Health IT Provisions Under ARRA:
Section 1: Privacy and Security Requirements
Consumers and clinicians must trust that personal data will be protected if they are to support electronic information-sharing in ways that improve the health and care of individuals and populations. Seen this way, policies to protect the privacy and security of an individual's health information are pre-requisites for meaningful use of health IT.
Strong and enforceable policies for the privacy and security of information are the foundational requirements for everything that Markle Connecting for Health has advocated since its inception in 2002. Our collaborative has developed a broadly endorsed and comprehensive Common Framework with detailed policy and technology resources for electronic health information exchanges (HIEs) and electronic personal health records (PHRs). A critical requirement for the successful execution of any IT effort is the co-development of information policies to protect information with the selection of technology standards and infrastructure solutions that enforce and implement those policies.
The ARRA provisions make clear the critical importance of coupling technology and policy requirements. The new law enacts many of the principles and policies specified in the Connecting for Health Common Framework that had been previously unaddressed in regulation or federal law. HHS is charged with developing regulations and/or guidance for ARRA's new health information privacy provisions and enhanced enforcement, including the following:
- HIPAA security and privacy rules extended to business associates of HIPAA-covered entities.
- New provisions for notification to consumers of information breaches.
- Limitations on sales of protected health information.

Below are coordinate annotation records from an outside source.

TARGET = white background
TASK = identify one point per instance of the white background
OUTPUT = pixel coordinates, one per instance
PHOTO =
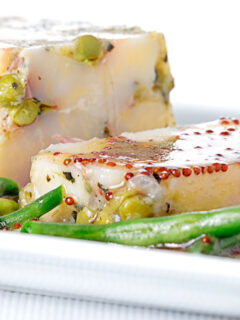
(203, 39)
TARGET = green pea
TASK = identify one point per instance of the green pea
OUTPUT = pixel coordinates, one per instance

- New guidance on "minimum necessary" (i.e., the notion that no more than the necessary information should be disclosed).

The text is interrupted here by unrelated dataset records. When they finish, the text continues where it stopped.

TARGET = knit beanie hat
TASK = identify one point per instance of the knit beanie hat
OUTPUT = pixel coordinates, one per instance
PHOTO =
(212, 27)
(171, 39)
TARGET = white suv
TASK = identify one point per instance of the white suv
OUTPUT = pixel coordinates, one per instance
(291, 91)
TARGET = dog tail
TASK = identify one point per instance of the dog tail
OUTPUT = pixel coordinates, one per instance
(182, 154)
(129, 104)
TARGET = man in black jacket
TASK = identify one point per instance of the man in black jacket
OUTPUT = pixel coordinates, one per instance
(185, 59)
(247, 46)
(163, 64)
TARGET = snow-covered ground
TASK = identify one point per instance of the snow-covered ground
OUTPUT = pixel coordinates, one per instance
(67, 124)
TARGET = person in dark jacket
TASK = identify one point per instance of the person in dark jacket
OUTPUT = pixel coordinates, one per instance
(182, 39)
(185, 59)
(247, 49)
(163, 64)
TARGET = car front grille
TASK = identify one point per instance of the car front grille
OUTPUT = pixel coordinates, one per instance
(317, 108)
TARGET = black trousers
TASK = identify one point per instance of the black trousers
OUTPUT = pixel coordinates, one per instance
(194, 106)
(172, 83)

- Guidance on implementation specification to de-identify protected health information.
- Individual right to access personal information in electronic format.
- Annual guidance on the most effective technical safeguards for carrying out the HIPAA Security Rule.
- Recommendations on technologies that protect the privacy of health information and promote security.
- Restrictions on use of protected health information for marketing.
- Consumer access required to an accounting of disclosures of information maintained in EHRs.
Clearly, over the course of implementation of ARRA's health IT provisions, the regulations and/or guidance from HHS on these new information policies should drive the functional requirements of technology for compliance. In other words, the requirements of qualified or certified EHR technology should, over time, include capabilities to comply with the law's new privacy and security provisions. These requirements must be sequenced strategically so that they can be implemented in a timely way without creating unrealistic software upgrade and process burdens on clinicians and hospitals.